CANDIED GINGER FROSTING
enough to coat all twelve brownies, with a little extra
4 T. butter, softened
1/2 cup sour cream
1/2 tsp. vanilla
1/2 tsp. lemon juice
1/2 tsp. cinnamon
1/4 tsp. salt
1/4 cup candied ginger, finely diced
I threw everything in a bowl, set the beaters to cream, and watched as the ginger and cinnamon became integrated into a basic sour cream frosting recipe. All that was left was to add:
2 cups confectioner's sugar3/4 cup brown sugar
Blend until the brown sugar breaks down into the frosting, and the whole thing takes on a nice, rich tan color of sorts.
(you can't really tell, but the frosting is freckled)
So how did it all turn out? I have to say, it's a mixed bag. The brownies themselves were great, just the classic, chocolatey, perfectly textured (neither too dense or too cakey) treat, but with a subtle hint of the spices I had added. It just gave the brownies.................swagger.
At the same time, the frosting was an exciting surprise. If you haven't had it, candied ginger is very sweet, but still has the spice that makes fresh ginger so much more interesting than the powdered stuff. It was a perfect complement to sour cream frosting.
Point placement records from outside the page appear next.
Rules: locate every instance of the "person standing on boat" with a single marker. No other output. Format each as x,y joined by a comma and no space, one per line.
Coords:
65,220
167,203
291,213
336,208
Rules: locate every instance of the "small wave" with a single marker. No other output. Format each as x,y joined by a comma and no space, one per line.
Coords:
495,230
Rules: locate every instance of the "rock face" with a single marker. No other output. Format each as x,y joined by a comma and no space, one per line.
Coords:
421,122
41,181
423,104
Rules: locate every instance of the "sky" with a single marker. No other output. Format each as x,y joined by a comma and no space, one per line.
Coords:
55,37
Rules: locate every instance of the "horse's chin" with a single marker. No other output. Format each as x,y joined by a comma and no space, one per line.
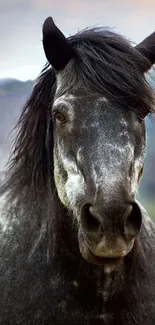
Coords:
109,264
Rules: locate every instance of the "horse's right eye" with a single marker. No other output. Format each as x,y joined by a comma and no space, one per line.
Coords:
59,117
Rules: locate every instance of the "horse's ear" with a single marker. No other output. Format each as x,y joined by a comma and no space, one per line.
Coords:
147,48
57,49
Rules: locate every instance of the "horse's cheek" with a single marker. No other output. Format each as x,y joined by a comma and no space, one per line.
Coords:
60,185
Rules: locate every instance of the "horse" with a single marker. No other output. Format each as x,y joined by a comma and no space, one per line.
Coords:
76,246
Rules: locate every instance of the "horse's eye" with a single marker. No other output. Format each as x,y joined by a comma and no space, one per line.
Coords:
60,118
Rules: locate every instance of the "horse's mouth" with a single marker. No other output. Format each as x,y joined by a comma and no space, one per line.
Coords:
90,257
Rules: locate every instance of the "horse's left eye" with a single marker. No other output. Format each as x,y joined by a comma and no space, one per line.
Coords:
60,118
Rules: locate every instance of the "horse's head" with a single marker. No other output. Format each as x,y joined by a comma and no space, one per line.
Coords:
98,113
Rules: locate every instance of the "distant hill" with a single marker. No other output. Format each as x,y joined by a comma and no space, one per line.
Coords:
13,95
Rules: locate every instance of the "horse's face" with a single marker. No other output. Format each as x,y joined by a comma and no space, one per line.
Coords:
98,161
99,146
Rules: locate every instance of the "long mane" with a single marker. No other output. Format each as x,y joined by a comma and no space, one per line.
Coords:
106,63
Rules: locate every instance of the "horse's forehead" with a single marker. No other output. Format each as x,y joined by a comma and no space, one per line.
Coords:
71,100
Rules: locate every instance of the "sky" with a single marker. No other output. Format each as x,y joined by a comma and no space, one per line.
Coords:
21,52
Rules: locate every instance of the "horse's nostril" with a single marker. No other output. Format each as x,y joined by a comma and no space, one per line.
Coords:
89,222
133,221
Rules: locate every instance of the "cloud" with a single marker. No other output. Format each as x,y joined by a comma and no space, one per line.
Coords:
21,24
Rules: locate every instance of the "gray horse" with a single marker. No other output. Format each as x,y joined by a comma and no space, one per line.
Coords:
75,245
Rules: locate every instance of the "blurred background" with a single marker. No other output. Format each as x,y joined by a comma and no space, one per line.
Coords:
22,57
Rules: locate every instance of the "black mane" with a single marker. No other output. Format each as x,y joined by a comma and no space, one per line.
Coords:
105,63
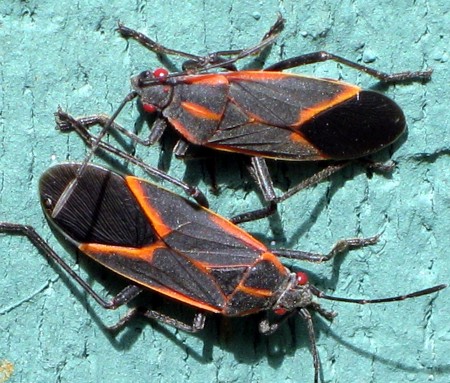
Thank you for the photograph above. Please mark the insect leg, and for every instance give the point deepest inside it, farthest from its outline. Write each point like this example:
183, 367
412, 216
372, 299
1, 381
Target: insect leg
127, 294
70, 123
321, 56
340, 247
197, 324
212, 60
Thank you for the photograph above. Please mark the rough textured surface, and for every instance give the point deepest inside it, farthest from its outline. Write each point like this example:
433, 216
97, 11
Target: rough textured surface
66, 53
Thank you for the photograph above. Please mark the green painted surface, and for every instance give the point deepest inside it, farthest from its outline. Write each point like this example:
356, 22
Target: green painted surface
66, 53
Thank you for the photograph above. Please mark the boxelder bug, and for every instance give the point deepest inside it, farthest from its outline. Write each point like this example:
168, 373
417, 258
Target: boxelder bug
160, 241
265, 113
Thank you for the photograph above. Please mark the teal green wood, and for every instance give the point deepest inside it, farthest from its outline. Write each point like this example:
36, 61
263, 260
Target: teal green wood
66, 53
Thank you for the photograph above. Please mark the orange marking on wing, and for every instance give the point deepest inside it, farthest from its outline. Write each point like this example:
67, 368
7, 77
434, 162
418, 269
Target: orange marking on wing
153, 215
252, 75
143, 253
272, 258
254, 291
200, 111
306, 114
237, 232
211, 79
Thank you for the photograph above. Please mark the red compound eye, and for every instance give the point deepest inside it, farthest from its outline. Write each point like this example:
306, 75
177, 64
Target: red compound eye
280, 311
302, 278
149, 108
160, 73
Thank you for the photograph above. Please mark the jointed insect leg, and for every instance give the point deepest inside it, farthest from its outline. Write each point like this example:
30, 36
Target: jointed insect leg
198, 322
211, 60
321, 56
340, 247
127, 294
67, 122
260, 173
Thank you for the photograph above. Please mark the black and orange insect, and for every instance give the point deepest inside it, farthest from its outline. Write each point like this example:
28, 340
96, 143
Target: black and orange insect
159, 241
265, 114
As I licked spoons and fingers, I envisioned all the great things I could do with it, from giving carrot cake a little extra pizzazz to making cupcakes with my kids.
The only problem came with the combination. Wife tried to warn me, but I was obsessed with my plan to integrate candied ginger into this recipe. I smeared on the frosting, and while everyone loved the flavor, roughly half of the people (including Mouse) found the dessert too sweet. The data pool is relatively small, but one thing I noticed is that only girls were overwhelmed by the amount of sugar, where as the two boys and one girl had no issue with the combination.
So, in conclusion, I would definitely make these again. While the frosting worked as the perfect showcase for both the flavors I was trying to harness and the edible flowers I needed to use up, however, I would either seperate it from the brownie recipe to be used in other applications or serve it as a side. Everything here was too good to ruin it by overwhelming my audience. I hope you give some or all of this recipe a try and let me know what you think!